El saldo final de aquel culiacanazo fue grave, aunque pudo ser peor: ocho muertos y dieciséis heridos. Un costo intolerable para un país normal, escaso para el nuestro.
La decisión de liberar a Ovidio se convirtió en una de las más controvertidas del sexenio anterior. López Obrador defendió que, por encima de todo, era necesario poner por enfrente la vida humana. Para muchos, sus palabras destilaron cinismo. A otros nos parecieron un ejercicio de sensatez.
Cinco años después, Sinaloa arde en llamas. El verdadero culiacanazo llegó tarde, pero lo hizo con toda su furia.
El origen -si acaso esa palabra puede usarse- se encuentra en el secuestro y extradición ilegal de Ismael "El Mayo" Zambada, ocurridos en julio pasado. Si seguimos las pistas que se acumulan, en la búsqueda por llegar a un acuerdo con la justicia estadounidense, Ovidio y sus hermanos traicionaron a su padrino y lo empaquetaron en un avión. Hoy, quien fuera escaramuza, sierra y montaña, espera su lenta muerte en el concreto de una cárcel en Nueva York.
Zambada era algo más que un criminal. Era factor de estabilidad. Escribirlo duele, por lo que significa y por sus implicaciones. A la luz de los hechos, sin embargo, la conclusión es inevitable: su captura fue vector de ingobernabilidad.
Desde que el 9 de septiembre comenzara la lucha entre Chapitos y Mayos, en Sinaloa se han contabilizado 319 homicidios, 366 denuncias de personas desaparecidas y 490 automóviles robados.
Solo entre septiembre y octubre han sido perpetrados en Sinaloa más homicidios que durante los primeros siete meses del año. El promedio diario de homicidios diarios pasó de 1.4 a más de 6.
Mientras esto sucede y los culichis batallan en recuperar su cotidianidad, el embajador Ken Salazar nos revela, sin sorna, que "lo que pasó en Sinaloa se debería celebrar". Propone interpretar la captura del Mayo "como una victoria de los esfuerzos entre ambos países". La historia de siempre: la pretensión de hacernos asumir como nuestras las métricas de éxito de la embajada y no como lo que realmente son: la medida de nuestro propio fracaso.
Cuidado con las conclusiones apresuradas. Reconocer a ciertos actores criminales como factores de estabilidad no es una disculpa a sus acciones ni una convocatoria a la impunidad.
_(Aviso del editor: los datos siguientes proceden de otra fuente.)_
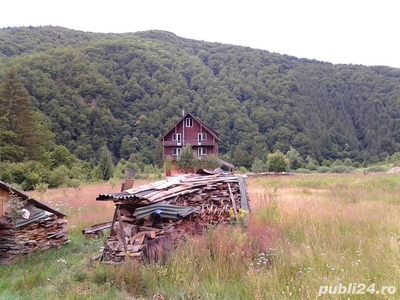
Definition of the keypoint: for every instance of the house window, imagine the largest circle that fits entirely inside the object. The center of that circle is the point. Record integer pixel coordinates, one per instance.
(176, 151)
(189, 122)
(176, 137)
(201, 137)
(201, 151)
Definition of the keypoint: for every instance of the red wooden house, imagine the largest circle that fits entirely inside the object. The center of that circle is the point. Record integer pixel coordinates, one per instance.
(190, 130)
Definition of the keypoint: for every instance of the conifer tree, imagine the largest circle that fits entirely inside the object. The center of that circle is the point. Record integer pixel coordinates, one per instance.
(24, 135)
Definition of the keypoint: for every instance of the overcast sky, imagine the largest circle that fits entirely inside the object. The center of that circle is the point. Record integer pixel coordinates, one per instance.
(338, 31)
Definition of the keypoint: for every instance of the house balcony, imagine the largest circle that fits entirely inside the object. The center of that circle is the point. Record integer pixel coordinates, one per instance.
(193, 142)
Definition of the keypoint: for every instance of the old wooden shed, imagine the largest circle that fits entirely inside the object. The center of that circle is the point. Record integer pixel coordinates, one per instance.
(34, 226)
(167, 211)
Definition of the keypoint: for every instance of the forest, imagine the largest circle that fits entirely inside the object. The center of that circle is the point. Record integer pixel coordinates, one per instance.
(73, 102)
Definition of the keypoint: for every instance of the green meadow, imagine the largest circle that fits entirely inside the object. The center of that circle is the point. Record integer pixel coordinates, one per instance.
(308, 237)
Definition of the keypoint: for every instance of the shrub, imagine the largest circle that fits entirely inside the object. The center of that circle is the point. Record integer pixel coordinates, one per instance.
(341, 169)
(376, 169)
(302, 171)
(277, 162)
(323, 169)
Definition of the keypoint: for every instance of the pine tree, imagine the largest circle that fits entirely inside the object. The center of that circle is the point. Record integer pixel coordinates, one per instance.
(24, 135)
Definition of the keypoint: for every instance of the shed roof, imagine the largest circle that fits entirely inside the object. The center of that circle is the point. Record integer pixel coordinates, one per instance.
(6, 187)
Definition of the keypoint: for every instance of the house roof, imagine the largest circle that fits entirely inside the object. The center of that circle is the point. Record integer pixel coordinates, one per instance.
(205, 126)
(6, 187)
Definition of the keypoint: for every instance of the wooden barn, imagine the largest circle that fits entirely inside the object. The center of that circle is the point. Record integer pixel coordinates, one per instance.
(152, 218)
(27, 225)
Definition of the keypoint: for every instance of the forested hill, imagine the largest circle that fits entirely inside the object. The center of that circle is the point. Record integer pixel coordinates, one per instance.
(126, 90)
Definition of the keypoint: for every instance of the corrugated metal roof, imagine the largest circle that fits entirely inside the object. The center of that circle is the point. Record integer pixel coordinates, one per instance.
(6, 187)
(168, 188)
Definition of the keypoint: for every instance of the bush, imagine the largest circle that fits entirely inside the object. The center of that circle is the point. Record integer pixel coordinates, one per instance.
(302, 171)
(376, 169)
(323, 169)
(341, 169)
(277, 162)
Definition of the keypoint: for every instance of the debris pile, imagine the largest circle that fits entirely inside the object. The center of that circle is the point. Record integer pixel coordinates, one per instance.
(152, 218)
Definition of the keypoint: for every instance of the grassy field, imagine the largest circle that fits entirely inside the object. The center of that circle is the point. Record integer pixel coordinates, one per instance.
(307, 236)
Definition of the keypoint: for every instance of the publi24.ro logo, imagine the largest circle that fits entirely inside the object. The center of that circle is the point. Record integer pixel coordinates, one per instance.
(356, 289)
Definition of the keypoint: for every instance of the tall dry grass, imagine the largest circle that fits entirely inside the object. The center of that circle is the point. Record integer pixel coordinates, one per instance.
(305, 231)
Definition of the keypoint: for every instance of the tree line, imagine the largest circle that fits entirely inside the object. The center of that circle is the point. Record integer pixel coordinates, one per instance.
(87, 94)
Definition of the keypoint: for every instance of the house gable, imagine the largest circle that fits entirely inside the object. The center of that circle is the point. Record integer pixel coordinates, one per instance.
(189, 130)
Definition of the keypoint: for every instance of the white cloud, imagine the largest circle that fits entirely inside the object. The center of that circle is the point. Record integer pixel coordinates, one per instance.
(355, 31)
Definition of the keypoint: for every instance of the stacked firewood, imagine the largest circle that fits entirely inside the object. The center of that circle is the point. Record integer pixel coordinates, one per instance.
(44, 234)
(205, 201)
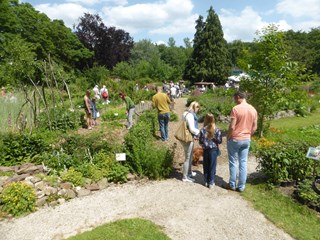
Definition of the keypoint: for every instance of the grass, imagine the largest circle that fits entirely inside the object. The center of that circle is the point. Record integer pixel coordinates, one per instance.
(138, 229)
(297, 122)
(297, 220)
(10, 106)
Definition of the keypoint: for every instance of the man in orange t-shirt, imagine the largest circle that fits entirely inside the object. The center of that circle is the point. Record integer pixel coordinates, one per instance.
(161, 102)
(242, 126)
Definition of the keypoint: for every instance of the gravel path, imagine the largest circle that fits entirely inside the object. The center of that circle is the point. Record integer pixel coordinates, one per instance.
(185, 211)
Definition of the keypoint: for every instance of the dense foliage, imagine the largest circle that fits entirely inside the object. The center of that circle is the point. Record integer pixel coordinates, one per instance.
(143, 156)
(110, 45)
(209, 61)
(18, 198)
(272, 75)
(28, 38)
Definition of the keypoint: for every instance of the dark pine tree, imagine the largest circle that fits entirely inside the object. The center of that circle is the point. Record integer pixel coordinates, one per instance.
(110, 45)
(209, 61)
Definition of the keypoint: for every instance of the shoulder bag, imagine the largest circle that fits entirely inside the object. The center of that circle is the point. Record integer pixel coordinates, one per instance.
(183, 134)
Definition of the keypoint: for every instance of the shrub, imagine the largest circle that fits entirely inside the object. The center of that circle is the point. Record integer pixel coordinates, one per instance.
(307, 195)
(60, 119)
(282, 161)
(73, 176)
(18, 198)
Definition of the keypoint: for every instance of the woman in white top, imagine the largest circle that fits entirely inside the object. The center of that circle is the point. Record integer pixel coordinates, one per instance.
(192, 122)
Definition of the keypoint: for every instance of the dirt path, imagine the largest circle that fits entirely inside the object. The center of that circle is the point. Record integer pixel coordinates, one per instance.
(185, 211)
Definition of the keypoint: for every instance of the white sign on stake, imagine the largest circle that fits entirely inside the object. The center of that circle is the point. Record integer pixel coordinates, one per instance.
(120, 156)
(314, 153)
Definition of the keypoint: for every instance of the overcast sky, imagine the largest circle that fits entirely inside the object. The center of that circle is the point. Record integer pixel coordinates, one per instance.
(159, 20)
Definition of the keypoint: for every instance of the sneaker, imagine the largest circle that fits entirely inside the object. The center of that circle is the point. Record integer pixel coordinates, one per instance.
(187, 179)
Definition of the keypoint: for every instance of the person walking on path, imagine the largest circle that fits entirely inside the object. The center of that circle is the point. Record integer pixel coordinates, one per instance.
(210, 138)
(104, 94)
(190, 116)
(88, 109)
(242, 126)
(130, 107)
(161, 102)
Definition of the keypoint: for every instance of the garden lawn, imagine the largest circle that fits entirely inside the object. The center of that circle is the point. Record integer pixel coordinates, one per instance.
(297, 122)
(138, 229)
(298, 221)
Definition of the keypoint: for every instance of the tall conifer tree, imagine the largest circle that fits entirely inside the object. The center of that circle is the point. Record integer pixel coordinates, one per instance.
(209, 61)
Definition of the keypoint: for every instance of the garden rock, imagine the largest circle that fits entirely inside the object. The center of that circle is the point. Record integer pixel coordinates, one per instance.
(50, 190)
(53, 204)
(9, 169)
(70, 193)
(3, 179)
(41, 201)
(131, 177)
(16, 178)
(61, 200)
(83, 192)
(30, 168)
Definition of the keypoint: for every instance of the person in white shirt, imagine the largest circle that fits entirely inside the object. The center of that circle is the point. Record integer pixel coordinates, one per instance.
(104, 94)
(192, 122)
(96, 92)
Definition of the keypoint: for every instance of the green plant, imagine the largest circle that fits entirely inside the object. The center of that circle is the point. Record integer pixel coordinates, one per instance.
(73, 176)
(143, 156)
(306, 193)
(125, 229)
(282, 161)
(18, 198)
(20, 148)
(283, 211)
(60, 119)
(53, 197)
(118, 173)
(9, 174)
(114, 114)
(173, 117)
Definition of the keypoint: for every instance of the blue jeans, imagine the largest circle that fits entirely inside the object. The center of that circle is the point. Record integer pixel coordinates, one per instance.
(238, 149)
(163, 124)
(130, 118)
(209, 165)
(188, 150)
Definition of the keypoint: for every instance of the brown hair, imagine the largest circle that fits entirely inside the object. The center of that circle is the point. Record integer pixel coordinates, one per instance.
(122, 95)
(210, 125)
(239, 94)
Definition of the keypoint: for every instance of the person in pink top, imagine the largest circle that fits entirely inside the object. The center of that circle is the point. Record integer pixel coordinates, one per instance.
(242, 126)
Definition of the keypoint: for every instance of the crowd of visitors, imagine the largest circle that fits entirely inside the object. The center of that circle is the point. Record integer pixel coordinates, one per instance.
(242, 126)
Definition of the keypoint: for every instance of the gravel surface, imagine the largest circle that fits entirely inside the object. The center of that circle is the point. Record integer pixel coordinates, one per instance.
(184, 210)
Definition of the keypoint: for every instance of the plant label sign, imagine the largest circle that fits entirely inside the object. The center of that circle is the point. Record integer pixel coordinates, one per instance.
(120, 156)
(313, 153)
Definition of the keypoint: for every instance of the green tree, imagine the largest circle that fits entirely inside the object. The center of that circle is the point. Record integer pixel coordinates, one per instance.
(110, 45)
(209, 61)
(272, 74)
(144, 50)
(17, 60)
Es un llamado a la construcción de una política criminal que priorice la paz social sobre cualquier otra consideración. La vida por encima de todo.
Ganar la guerra contra las drogas es imposible. México no solo es productor de mariguana, heroína y otras drogas sintéticas; es puente de cocaína sudamericana y de precursores químicos provenientes de Asia. Nuestra posición geográfica es condena.
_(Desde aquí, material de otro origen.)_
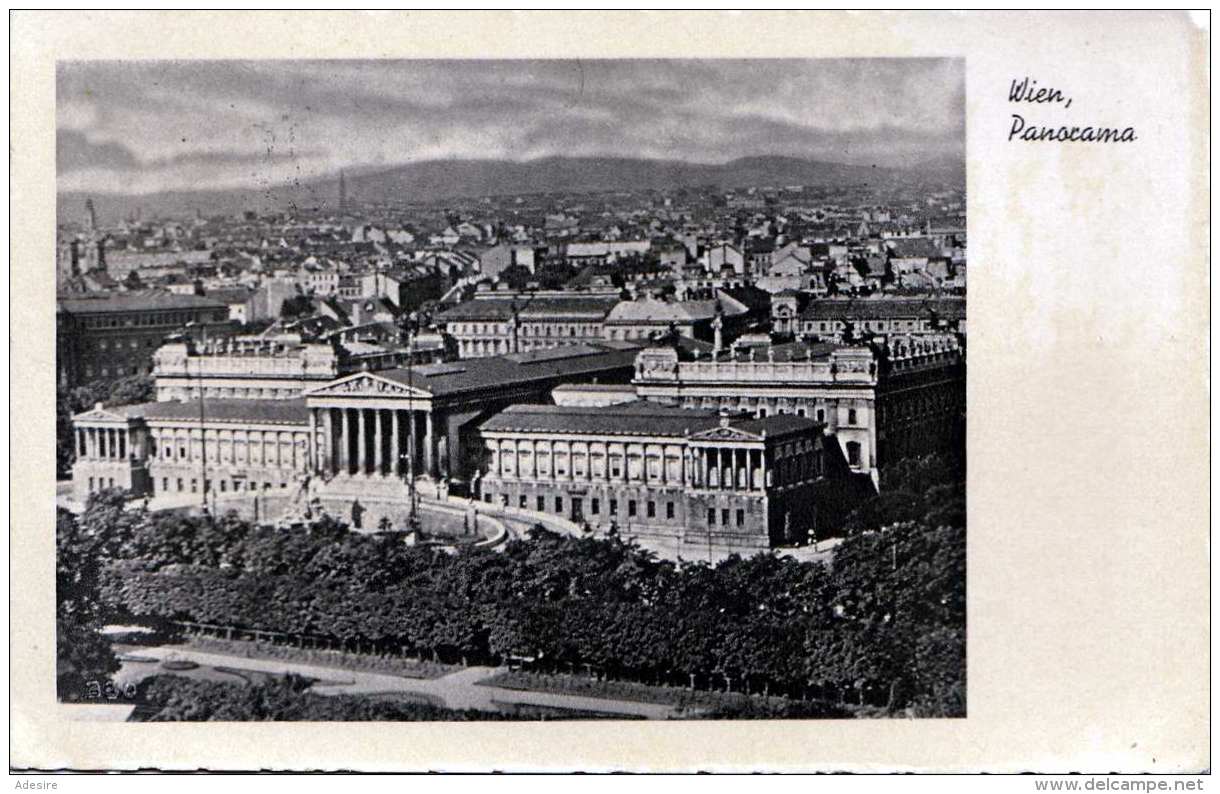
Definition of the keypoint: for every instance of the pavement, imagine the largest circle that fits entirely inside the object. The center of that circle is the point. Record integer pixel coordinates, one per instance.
(455, 690)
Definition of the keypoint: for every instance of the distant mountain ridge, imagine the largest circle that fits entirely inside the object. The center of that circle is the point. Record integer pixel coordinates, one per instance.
(438, 179)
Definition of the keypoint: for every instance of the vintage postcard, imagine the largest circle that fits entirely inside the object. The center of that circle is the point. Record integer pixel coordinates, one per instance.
(425, 368)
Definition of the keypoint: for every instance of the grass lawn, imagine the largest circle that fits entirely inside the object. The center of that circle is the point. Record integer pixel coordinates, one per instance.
(342, 660)
(693, 701)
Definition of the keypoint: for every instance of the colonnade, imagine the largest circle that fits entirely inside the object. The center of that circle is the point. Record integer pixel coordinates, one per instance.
(730, 467)
(103, 443)
(722, 467)
(375, 442)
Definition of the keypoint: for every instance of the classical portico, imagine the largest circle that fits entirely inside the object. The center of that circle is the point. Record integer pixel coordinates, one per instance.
(367, 426)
El país recibe, además, de Estados Unidos, doscientas mil armas al año que alimentan la cólera de nuestro conflicto criminal. En ese contexto, la sola detención de capos -por más terribles que sean, por más cárcel que merezcan- solo rompe equilibrios básicos de gobernanza criminal. Ya tendríamos que haber aprendido la lección de 2006.
Hizo bien el presidente López Obrador aquel 17 de octubre de 2019 en detener la masacre que se venía. También hizo lo correcto en exigir a las agencias estadounidenses que se replegaran en sus intentos cotidianos de exportar su guerra hacia México. Se equivocó, en cambio, en moverse al otro lado del péndulo y permitir que grupos criminales expandieran su control territorial. Su política de seguridad nunca encontró el óptimo equilibrio entre ejecutar tiros de precisión y mantener la violencia al límite.
Para aliviar el conflicto criminal que vive México, deberá predominar la táctica sobre la impericia, la estrategia sobre el caos. El fracaso de Culiacán deberá servir como triste lección.